Socialising is an excellent way to practise conversing in English. The more you do it correctly, the more fluent you become. The question is: how does one engage in “small talk” correctly, appropriately and politely in various social situations?

e.g.: Practice is the key to success. = Practice is the most important factor to achieve success.

Here are some tips of subjects to avoid in first-time conversations:

  • avoid bad body language (bad posture, crossing the arms, picking your nose);
  • avoid talking about religion;
  • avoid debating about politics;
  • avoid scrutinising and interrogating someone about their sexual orientation.

What is there left to talk about if you do not talk about the subjects above, you might ask. Well, actually, there are plenty of other topics to engage in small talk that are much friendlier
in nature and promotes greater harmony between you and the people you are meeting for the first time!

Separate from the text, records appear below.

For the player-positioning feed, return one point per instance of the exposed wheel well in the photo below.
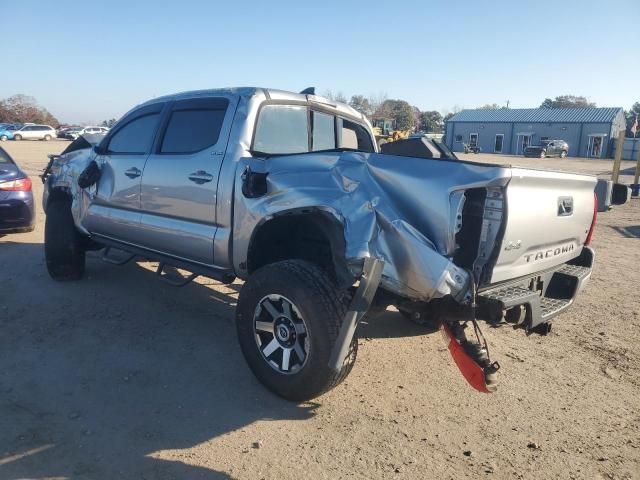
(311, 235)
(58, 194)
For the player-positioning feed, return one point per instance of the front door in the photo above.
(115, 210)
(179, 182)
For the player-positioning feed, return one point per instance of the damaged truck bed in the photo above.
(288, 192)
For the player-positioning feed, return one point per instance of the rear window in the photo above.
(282, 129)
(136, 136)
(190, 131)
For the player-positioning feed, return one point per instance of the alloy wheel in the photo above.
(281, 334)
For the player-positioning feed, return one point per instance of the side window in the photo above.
(282, 129)
(136, 136)
(323, 136)
(191, 130)
(355, 136)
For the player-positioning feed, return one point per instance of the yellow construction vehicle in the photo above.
(385, 131)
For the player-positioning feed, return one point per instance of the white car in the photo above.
(73, 134)
(35, 132)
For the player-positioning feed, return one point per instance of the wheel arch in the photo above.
(58, 194)
(313, 234)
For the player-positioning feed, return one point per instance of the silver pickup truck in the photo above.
(289, 193)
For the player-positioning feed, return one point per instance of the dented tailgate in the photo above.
(548, 216)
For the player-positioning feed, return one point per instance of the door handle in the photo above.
(133, 172)
(200, 177)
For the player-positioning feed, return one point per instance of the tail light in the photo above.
(20, 185)
(593, 221)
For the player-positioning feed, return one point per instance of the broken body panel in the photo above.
(433, 222)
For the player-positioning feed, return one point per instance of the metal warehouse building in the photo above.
(590, 132)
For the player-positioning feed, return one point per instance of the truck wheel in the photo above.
(288, 318)
(62, 244)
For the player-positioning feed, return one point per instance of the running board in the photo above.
(196, 270)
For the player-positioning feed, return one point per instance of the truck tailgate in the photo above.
(548, 216)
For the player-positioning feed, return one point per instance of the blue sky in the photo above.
(87, 61)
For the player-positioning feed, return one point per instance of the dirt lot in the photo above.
(122, 376)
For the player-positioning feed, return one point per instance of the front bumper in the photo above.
(544, 295)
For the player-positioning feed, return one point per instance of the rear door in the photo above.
(115, 210)
(180, 179)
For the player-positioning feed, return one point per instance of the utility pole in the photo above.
(618, 158)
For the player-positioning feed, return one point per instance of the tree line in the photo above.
(25, 109)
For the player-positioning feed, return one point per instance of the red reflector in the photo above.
(20, 185)
(593, 221)
(471, 371)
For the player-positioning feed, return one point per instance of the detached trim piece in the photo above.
(371, 275)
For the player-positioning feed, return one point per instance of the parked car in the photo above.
(7, 131)
(74, 133)
(17, 213)
(289, 193)
(34, 132)
(471, 148)
(548, 148)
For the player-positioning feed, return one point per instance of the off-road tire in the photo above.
(63, 250)
(322, 306)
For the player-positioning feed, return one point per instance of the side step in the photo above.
(164, 261)
(560, 289)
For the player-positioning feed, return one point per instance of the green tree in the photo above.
(490, 106)
(22, 109)
(430, 121)
(630, 118)
(567, 101)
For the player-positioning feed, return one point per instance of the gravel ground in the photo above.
(122, 376)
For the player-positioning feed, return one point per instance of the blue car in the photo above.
(17, 212)
(7, 131)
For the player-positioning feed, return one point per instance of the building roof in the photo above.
(538, 115)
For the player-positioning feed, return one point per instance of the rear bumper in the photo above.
(544, 295)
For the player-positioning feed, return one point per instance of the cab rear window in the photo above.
(288, 129)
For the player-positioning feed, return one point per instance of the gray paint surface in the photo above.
(575, 126)
(402, 210)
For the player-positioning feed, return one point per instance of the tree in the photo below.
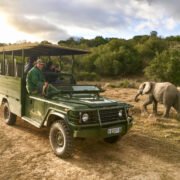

For your reading pleasure, please click on this link to read ‘7 English Small Talk Topics for Starting Friendly Conversations’:

In the blog post, you will learn different ways to initiate (start) a conversation with someone by means of:

  1. Introduction
  2. Universal Topics (weather, current news, sports and entertainment as well as other safe conversation starters)
  3. The Day
  4. The Workplace
  5. Observations (e.g.: “I really like your tie! Where did you buy it?”)
  6. Common Interests
  7. Questions

Explanations and relevant examples have been given in each of the parts. This blog post is also downlodable for free in the convenient PDF format which you can keep for future reference such as times when you have been invited to attend a party and you might be afraid of feeling awkward because you may not know a lot of people who are going for the occasion – in cases like these, we strongly recommend you to read the blog post in the link above before attending the party and mentally remember a few small talk topics which you can easily use to start a very friendly and easy-going conversation with anyone!

Importance of Relationship-Building

All relationships need effort to maintain – there are various ways one can improve on their interpersonal skills especially when attempting to resolve conflicts. This skill set will assist you in building strong partnerships within and outside your personal and professional lives.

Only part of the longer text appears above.